JoCleta mudou alguns hábitos alimentares após enfrentar problemas de saúde. Após receber o diagnóstico de colesterol alto, ela parou de consumir bacon e queijo e, com aconselhamento nutricional, passou a priorizar alimentos como frango, peixe e carne, além de reduzir a farinha branca.


No entanto, ela não considera necessário eliminar completamente os doces. Ela mantém bolo de chocolate e sorvete em casa e consome pequenas quantidades ocasionalmente.


A partir daí vem um dos conselhos que mais chamou a atenção ao falar sobre seu estilo de vida: "O segredo é se mimar de vez em quando, mas não exagerar, o que exige muita disciplina".


JoCleta também tenta manter o otimismo. Para ela, ficar constantemente preocupada com situações pequenas pode drenar energia e afetar a forma como aproveita a vida.
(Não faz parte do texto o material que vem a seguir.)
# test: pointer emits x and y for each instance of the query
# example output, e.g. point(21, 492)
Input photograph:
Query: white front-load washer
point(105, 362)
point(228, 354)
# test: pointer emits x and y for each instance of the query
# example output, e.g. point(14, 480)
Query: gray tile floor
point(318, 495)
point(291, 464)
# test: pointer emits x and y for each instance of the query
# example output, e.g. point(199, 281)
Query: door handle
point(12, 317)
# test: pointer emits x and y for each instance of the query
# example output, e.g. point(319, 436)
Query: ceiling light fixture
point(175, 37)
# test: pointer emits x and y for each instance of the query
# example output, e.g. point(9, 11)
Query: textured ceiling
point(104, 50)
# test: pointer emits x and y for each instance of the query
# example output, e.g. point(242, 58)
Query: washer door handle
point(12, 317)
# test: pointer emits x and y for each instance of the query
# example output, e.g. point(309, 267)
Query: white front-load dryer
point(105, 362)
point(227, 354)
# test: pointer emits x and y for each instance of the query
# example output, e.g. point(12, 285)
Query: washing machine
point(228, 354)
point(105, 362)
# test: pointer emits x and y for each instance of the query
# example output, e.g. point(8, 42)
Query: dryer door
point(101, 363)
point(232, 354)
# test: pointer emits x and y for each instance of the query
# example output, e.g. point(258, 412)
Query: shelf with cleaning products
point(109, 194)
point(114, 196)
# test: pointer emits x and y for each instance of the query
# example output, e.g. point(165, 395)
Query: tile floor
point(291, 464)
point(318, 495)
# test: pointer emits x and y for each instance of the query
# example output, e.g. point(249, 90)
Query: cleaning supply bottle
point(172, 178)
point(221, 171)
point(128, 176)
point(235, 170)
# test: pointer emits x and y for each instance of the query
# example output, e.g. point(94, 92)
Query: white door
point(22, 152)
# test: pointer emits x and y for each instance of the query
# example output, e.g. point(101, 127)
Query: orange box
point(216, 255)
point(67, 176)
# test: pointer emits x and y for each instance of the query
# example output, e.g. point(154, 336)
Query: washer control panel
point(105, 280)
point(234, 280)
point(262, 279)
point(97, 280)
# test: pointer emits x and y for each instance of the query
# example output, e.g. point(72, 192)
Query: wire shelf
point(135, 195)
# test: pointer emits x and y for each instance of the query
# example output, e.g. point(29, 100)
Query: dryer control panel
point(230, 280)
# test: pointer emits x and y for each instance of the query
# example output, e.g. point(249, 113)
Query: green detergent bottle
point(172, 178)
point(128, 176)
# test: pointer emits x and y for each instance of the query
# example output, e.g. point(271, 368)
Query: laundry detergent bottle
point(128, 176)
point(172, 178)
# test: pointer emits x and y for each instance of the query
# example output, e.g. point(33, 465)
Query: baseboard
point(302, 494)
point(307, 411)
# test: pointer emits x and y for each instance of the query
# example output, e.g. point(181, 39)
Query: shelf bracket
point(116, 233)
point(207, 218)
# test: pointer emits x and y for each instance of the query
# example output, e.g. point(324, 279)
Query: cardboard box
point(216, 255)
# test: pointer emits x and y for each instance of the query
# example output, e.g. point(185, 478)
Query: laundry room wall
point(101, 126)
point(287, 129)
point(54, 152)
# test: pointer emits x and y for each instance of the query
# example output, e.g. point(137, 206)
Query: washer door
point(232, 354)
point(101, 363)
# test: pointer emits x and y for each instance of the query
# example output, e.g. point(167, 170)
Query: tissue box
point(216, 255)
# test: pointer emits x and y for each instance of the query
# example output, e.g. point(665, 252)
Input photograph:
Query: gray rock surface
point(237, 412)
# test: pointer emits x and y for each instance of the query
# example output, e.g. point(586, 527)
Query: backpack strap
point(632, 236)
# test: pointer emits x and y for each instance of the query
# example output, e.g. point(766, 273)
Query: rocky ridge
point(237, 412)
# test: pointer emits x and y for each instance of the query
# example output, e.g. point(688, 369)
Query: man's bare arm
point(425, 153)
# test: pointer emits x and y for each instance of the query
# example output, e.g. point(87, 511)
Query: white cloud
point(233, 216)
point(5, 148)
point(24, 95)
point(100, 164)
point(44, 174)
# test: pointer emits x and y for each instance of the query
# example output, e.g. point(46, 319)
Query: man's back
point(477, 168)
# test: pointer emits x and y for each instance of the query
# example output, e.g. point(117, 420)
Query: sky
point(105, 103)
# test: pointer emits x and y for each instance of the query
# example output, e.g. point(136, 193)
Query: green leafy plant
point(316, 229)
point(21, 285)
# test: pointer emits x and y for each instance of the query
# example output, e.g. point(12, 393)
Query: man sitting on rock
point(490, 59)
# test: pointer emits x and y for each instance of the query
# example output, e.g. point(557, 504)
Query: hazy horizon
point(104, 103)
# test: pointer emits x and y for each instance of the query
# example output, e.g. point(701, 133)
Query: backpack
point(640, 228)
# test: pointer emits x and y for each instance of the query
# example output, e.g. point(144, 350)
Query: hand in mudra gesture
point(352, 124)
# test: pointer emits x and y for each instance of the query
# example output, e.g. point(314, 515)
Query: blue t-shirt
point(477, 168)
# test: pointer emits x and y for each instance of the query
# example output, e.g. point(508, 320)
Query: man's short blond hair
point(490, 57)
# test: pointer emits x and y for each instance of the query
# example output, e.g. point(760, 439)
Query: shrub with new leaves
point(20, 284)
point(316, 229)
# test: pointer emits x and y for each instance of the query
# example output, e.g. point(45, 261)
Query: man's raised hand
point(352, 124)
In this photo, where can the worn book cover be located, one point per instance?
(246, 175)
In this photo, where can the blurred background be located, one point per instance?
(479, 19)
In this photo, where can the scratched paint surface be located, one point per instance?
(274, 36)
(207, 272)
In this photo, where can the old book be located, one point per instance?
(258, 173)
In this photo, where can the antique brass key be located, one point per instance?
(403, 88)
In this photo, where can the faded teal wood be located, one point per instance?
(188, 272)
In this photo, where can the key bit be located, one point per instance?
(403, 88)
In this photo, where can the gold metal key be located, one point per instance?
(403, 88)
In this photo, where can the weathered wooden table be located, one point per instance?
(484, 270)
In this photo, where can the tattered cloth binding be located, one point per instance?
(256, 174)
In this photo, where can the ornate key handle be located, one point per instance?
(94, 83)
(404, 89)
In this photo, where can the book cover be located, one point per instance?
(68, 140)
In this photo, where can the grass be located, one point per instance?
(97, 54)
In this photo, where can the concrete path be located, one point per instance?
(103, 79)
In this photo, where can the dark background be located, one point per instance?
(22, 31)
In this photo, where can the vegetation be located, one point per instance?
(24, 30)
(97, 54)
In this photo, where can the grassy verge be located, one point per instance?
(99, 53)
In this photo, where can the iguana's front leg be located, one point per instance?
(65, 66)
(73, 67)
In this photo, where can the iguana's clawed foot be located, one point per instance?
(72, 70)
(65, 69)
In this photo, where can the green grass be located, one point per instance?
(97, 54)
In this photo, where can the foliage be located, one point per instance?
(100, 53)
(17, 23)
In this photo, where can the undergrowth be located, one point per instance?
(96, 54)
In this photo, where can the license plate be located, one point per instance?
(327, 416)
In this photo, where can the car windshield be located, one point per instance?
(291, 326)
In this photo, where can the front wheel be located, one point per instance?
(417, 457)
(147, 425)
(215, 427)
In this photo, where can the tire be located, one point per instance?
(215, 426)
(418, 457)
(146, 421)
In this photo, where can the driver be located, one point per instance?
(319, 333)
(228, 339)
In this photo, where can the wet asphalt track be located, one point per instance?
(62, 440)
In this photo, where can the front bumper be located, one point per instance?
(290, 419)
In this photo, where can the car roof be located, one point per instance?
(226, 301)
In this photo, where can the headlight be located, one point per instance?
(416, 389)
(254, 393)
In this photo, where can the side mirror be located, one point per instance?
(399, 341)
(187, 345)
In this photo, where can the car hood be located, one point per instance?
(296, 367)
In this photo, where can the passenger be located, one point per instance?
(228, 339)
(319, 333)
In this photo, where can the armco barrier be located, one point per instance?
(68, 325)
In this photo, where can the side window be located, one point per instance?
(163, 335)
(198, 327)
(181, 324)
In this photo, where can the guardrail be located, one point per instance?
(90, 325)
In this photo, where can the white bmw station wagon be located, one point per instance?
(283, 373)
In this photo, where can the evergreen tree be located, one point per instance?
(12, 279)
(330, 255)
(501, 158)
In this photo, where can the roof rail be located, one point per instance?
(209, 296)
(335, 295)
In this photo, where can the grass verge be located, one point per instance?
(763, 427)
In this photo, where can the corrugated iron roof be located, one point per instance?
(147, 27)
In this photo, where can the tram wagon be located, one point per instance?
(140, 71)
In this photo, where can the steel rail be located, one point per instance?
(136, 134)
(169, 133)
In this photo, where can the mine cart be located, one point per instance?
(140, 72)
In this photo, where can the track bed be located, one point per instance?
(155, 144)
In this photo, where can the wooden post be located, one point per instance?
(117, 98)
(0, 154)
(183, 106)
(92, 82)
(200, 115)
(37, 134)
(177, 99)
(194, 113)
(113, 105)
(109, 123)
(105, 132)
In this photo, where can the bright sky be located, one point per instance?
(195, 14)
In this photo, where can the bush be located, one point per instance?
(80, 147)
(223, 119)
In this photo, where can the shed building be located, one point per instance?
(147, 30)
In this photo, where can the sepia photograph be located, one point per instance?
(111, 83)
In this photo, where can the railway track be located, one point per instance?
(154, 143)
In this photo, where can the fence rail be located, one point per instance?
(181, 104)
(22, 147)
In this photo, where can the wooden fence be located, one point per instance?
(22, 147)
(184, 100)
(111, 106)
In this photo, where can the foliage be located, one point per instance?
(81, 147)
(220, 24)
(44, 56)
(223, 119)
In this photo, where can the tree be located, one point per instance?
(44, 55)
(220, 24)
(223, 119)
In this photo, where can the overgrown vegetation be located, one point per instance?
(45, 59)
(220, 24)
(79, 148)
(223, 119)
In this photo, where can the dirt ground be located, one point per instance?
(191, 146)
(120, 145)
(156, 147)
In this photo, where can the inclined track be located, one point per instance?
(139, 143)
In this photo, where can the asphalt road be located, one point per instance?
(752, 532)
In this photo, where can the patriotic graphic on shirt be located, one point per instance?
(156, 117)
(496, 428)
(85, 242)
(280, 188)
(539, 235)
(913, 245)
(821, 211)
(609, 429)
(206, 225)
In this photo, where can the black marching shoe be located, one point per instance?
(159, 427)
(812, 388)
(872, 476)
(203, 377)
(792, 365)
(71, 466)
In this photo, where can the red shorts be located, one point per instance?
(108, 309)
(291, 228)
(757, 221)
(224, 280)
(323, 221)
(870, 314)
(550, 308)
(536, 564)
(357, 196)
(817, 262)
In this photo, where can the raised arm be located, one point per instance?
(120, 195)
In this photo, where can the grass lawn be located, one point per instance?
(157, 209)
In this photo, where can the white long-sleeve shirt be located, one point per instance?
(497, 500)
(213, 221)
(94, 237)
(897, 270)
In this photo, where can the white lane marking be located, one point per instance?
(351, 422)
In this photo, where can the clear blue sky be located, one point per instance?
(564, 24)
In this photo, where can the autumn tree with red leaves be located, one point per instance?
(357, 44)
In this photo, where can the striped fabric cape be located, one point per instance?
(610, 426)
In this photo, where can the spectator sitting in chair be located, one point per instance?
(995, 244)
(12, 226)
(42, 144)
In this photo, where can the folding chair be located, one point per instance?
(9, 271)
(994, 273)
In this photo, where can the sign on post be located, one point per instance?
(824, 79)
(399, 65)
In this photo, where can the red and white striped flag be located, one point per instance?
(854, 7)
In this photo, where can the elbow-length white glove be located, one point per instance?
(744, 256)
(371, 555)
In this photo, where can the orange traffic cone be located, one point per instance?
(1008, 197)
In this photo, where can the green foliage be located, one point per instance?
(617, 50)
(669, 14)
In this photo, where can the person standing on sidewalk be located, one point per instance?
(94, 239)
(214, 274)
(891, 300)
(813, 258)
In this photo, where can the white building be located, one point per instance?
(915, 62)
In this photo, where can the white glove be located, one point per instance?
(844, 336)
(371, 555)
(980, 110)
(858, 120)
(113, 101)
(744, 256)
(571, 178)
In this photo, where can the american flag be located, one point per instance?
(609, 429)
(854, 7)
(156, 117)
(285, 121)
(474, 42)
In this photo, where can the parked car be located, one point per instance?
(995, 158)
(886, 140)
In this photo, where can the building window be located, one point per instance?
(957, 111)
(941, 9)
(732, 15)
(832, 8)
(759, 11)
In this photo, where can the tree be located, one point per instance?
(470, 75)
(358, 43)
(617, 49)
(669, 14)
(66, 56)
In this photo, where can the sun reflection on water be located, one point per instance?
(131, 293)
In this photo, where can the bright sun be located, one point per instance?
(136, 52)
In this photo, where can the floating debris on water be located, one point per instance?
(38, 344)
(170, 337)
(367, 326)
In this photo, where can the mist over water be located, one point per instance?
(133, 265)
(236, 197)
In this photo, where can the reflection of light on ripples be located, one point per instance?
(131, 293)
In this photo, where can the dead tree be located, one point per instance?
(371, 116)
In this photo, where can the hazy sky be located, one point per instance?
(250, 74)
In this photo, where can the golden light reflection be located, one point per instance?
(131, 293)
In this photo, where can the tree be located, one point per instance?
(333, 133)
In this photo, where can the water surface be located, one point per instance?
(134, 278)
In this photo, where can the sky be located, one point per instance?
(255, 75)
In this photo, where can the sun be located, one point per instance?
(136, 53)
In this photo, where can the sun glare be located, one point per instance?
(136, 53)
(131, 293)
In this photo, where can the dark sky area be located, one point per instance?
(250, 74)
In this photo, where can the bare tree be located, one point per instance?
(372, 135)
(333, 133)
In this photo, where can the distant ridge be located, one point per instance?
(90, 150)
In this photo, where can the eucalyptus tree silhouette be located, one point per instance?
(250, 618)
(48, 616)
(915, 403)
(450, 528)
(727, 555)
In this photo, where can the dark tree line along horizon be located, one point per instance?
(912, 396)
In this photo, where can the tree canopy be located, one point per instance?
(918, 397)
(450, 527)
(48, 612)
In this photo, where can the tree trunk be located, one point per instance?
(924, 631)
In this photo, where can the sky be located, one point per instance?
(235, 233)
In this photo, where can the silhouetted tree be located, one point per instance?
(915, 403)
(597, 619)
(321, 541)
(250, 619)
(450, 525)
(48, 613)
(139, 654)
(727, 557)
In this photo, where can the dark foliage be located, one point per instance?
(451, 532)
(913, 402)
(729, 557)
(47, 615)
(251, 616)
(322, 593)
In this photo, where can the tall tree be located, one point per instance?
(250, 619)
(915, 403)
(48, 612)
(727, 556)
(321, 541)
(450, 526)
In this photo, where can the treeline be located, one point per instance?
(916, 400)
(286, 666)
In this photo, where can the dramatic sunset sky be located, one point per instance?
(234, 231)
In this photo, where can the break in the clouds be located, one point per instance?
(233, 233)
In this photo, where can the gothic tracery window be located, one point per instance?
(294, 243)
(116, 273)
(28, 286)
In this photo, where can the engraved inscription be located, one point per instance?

— Sempre digo que você não precisa se preocupar com coisas pequenas. Não se preocupe. Não deixe tudo te deixar com raiva. A raiva tira muita energia e muitas coisas boas da vida — disse ela.


A história de JoCleta transcendeu seu local de trabalho depois que a mídia dos EUA noticiou sua rotina. Ela chegou a aparecer na televisão e viajou para Nova York com a filha para participar do programa "Sherri", onde teve a oportunidade de conhecer o elenco do musical Chicago.


Seu caso também chamou a atenção científica. JoCleta faz parte de um projeto de pesquisa no Albert Einstein College of Medicine dedicado ao estudo de centenários.


Durante o processo, eles realizaram testes de força, coletaram amostras de sangue e coletaram informações sobre rotina, como sono e atividades diárias.


A pesquisa não significa que seus hábitos sejam uma fórmula comprovada para viver mais de um século. Sua história, no entanto, oferece um retrato particular de uma mulher que decidiu manter sua independência e se manter ocupada.


Além do trabalho, JoCleta pinta, canta, costura suas próprias roupas e escreveu um livro de receitas. Ela até mantém atividades relacionadas às artes cênicas.


Ao falar sobre ter chegado aos 101 anos, resume a passagem do tempo com uma comparação simples:


— Dá vontade de fincar os calcanhares na areia e dizer: "Não vá tão rápido." Mas acontece rápido. Você continua virando as páginas do calendário.


Para JoCleta, manter-se ativa não significa abrir mão do prazer. Sua rotina mistura trabalho, movimento, criatividade, independência e pequenos gostos, uma combinação que acompanhou essa nova fase de sua vida.